I have never seen evidence that this is a bug. In my opinion, the reason for implementing queryparamed cfqueryies as prepared statements was under this assumption: Most applications have a limited number of SQL statements that they will use and generally most apps will wish to resuse the same statements over and over. Therefore, it is worth the over head to keep track of up to a default of 1000 such statements per connection.
These sort of assumptions wouldn't hold true if you had some sort of import process running thousands upon thousands of DIFFERENT statements. (which is what started this sub-discussion) I think this is one of those things where CF makes it INSANELY simple to do paramaterized prepared statements, but with a few assumptions made that apply to 98% of all use cases.
Hmmm, perhaps this warrants a full blog entry instead of filling up Mark's comments. :)
Ah... I see. Well that would be interesting to test to be sure. I would think that connection pooling would definitely impact performance - especially on a busy SQL server... eliminating the overhead of actually making the connection, finding the right IP address, permissions etc. Right? To be honest I never turn it off :)
-Mark
My understanding is that unchecking the "Maintain Connections" checkbox in your data source settings disables connection pooling (since each data base connection is disconnected at the end of the page request) and as a side affect also rendered statement pooling useless since there are no connections left open and prepared statements are connection specific.
http://stackoverflow.com/questions/855066/is-there...
I'm not so sure. I read the post and took a look at the example. I have a great deal of code like this running successfully (large import queries from a loop and using cfqueryparam) - so I suspect there is something else going on.
-Mark
Run my test if you have a chance. I'm interested in hearing of your results.

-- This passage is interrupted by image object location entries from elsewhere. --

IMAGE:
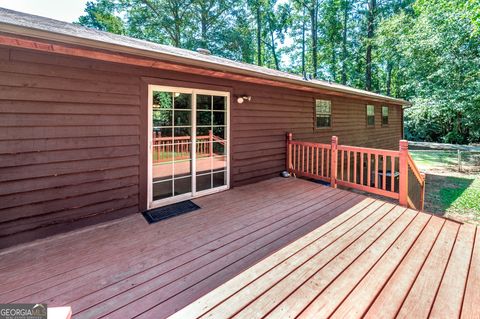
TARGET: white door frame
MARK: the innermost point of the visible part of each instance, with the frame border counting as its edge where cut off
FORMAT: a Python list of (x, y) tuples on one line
[(153, 204)]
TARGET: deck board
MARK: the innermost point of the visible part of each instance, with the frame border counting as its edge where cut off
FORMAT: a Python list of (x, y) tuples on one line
[(279, 248)]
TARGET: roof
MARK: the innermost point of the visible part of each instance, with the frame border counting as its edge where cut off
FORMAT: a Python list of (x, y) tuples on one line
[(15, 22)]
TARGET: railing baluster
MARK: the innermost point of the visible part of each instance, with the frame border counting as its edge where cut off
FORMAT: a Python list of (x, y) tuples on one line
[(384, 182), (361, 167), (303, 158), (348, 166), (312, 160), (294, 157), (369, 170), (321, 171), (308, 155), (392, 169), (342, 156), (327, 167), (355, 167)]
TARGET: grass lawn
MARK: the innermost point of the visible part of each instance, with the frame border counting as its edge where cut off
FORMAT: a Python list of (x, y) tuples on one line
[(448, 192)]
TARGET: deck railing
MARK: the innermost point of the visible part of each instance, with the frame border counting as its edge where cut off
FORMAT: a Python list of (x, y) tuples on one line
[(383, 172), (165, 148)]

Some did mention in later comments that there are ways to prove this. You don't need to take our word for it. I'll point especially to a talk I did at cf.objective 2007 (http://www.carehart.org/presentations/#dbplancachi...) where I not only offer demonstratable code examples but more important offer useful SQL Server monitoring statements that can show clearly if/when this is happening, and I show things for SQL Server 2005 and 2000. I also mention some related monitoring for other DBMS's, as indeed the issue is definitely not limited to SQL Server.
I'll say also that some comments have hinted at another useful point: there can be differences in specific SQL used that can affect how likely this issue will happen. In my talk, besides all that I try to summarize, I also point to several substantial resources from others (engineers related to the DBMS's themselves and docs) which demonstrate and explain this in far more detail.
And let's clarify that it's definitely not a CF-specific problem, either, as I explain in the talk. CFQUERYPARAM just creates a prepared statement (or parameterized query) and other languages support these as well.
You may wonder, then, why this isn't more well known and broadcast. I honestly don't know. Part of it is that coders often don't pay attention to what's going on "behind the curtain". Or they accept as fact assertions made by the majority. In this case, I'm not asking anyone to "believe me". I offer clear evidence that you can test for yourself.
Hope that's helpful. Thanks, Mark, for all your awesome entries here.